B.C. court tells Ottawa to amend Indian Act
The B.C. Court of Appeal has given the federal government a year to change parts of the Indian Act that violate the charter rights of some aboriginal women and their children.
In a unanimous decision, the court found that 1985 amendments to the Indian Act designed to bring it in line with the Charter of Rights actually discriminated against aboriginal women who married non-aboriginal men and against their children in terms of conferring Indian status and the benefits that come with it.
The legislative reforms were supposed to end sex discrimination under Section 15 of the Charter, but instead, the court found it ended up creating further discrimination.
The ruling stems from the case of Sharon McIvor of Merritt, B.C., and her son Charles Grismer. McIvor lost her Indian status when she married a non-aboriginal man.
And even after reforms reinstated status to an entire generation, Grismer was still barred from passing on Indian status to children that he had with his non-aboriginal spouse.
20-year fight
McIvor fought for 20 years to reinstate herself and her son after the Indian Act was amended in 1985.
Before 1985, if two generations of status Indian men married non-Indian women, the next generation lost its Indian status at age 21.
After 1985, while that generation's Indian status was reinstated for life, McIvor and her son were passed over because she was a woman.
"While the legislative schemes are complex, the complaint is essentially that Mr.
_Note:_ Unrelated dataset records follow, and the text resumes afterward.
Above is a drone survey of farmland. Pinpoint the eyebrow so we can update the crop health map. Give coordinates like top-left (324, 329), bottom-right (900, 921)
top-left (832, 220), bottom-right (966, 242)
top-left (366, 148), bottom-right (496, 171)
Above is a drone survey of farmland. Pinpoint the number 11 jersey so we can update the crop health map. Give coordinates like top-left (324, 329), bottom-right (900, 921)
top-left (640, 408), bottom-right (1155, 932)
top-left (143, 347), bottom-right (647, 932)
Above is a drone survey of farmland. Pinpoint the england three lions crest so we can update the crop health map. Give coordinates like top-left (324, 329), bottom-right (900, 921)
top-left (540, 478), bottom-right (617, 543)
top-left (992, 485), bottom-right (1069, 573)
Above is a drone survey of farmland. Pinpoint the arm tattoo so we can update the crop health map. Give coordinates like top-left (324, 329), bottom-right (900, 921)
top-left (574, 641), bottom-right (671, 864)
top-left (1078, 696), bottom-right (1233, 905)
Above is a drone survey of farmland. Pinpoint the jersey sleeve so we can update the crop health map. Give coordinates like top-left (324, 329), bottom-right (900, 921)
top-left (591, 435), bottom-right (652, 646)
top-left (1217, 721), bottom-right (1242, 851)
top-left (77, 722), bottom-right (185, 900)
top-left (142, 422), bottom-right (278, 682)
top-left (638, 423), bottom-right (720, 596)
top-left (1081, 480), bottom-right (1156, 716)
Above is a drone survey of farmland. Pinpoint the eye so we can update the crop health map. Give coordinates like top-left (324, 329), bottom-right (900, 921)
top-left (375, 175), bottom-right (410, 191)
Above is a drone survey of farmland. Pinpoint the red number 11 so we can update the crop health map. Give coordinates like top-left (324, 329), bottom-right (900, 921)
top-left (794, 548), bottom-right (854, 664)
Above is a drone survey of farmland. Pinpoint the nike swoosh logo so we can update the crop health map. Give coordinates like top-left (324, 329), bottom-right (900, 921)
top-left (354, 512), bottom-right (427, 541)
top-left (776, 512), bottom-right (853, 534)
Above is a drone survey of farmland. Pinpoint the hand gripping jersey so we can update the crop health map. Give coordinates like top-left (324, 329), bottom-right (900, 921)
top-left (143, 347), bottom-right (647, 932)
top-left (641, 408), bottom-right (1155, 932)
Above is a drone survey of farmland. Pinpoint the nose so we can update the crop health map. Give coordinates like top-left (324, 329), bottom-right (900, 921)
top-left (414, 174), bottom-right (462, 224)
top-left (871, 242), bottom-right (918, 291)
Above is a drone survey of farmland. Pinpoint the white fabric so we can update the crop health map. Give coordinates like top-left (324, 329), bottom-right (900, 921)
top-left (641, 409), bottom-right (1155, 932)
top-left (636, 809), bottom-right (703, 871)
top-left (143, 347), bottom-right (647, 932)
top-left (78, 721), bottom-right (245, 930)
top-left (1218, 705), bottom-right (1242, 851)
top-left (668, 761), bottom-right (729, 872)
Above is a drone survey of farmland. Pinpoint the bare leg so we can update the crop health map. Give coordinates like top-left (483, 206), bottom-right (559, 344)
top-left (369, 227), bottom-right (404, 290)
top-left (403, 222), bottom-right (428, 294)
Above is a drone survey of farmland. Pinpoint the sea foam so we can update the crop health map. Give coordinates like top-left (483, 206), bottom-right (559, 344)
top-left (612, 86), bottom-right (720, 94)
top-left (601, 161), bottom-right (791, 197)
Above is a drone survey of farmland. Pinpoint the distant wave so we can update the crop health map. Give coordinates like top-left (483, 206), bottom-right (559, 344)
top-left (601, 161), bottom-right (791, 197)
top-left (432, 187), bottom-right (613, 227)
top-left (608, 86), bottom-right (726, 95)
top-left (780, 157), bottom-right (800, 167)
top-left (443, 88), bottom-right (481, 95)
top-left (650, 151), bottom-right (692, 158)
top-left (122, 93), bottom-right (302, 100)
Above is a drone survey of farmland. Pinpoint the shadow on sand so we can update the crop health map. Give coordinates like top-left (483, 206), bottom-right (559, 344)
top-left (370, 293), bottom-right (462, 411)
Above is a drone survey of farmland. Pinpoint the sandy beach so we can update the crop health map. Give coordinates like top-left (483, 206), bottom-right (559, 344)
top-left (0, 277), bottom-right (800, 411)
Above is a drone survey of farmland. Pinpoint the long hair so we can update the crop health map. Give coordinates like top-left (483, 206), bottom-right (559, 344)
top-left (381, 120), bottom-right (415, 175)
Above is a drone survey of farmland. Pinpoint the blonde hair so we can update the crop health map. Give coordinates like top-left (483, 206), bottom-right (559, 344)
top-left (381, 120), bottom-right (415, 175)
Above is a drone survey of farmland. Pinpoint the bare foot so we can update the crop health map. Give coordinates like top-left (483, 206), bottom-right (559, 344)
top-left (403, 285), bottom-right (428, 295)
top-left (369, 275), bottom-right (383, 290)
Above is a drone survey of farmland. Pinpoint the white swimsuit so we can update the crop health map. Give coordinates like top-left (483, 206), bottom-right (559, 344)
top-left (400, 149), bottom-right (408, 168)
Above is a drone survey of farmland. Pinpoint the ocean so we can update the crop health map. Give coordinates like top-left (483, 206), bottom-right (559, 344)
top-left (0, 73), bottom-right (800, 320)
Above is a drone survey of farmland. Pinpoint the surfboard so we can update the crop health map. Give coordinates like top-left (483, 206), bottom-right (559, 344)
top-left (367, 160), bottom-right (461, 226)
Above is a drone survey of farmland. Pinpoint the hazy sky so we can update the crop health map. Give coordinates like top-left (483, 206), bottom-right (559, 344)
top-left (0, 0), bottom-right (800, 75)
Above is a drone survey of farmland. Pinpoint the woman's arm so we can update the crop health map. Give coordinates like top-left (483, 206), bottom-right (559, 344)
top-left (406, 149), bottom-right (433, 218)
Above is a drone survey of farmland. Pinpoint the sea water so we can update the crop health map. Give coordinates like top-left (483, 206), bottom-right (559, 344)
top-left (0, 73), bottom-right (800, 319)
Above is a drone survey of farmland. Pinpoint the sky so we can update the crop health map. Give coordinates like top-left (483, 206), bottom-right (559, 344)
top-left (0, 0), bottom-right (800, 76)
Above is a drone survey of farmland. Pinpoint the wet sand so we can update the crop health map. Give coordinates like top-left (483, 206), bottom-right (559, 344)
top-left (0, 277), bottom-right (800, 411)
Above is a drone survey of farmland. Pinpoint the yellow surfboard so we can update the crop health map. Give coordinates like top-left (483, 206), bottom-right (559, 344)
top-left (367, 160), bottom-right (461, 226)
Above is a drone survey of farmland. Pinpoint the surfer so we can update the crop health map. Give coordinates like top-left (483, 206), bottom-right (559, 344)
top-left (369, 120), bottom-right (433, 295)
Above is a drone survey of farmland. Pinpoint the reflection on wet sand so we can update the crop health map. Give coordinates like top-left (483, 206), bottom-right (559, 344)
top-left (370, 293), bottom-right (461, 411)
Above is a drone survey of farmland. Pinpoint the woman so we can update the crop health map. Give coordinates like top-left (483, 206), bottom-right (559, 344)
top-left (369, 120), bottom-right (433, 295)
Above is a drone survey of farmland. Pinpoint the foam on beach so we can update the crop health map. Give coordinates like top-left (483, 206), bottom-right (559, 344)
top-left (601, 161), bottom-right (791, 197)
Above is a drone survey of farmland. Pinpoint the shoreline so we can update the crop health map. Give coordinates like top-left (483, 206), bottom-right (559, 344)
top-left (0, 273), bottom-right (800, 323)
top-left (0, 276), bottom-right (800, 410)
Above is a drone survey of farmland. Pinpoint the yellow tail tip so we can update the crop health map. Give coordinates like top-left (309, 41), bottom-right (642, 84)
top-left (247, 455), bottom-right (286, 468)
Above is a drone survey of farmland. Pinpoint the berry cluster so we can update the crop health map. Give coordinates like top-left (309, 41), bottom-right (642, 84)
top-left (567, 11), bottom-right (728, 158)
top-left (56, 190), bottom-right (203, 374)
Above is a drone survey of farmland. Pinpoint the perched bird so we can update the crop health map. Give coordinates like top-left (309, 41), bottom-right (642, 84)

Grismer's children would have Indian status if his Indian status had been transmitted to him through his father rather than through his mother," Justice Harvey Groberman wrote in the judgment.
Government has 60 days to appeal
The government has 60 days to decide whether it will ask for leave to appeal to the Supreme Court of Canada.
The ruling strikes down some elements of the original B.C. Supreme Court decision that spurred the government's appeal.
The lower court ruling gave the government no time to implement changes before the law's unconstitutional sections were voided and would have granted Indian status to anyone who could show that somewhere in their family background a woman lost Indian status by marrying a non-Indian.
It's not clear how many people could be affected, said lawyer Mitchell Taylor, who acted for the Department of Indian and Northern Affairs in the case.
"It's something that is still being looked at. [It] could be several thousand but I can't be more specific than that at this point."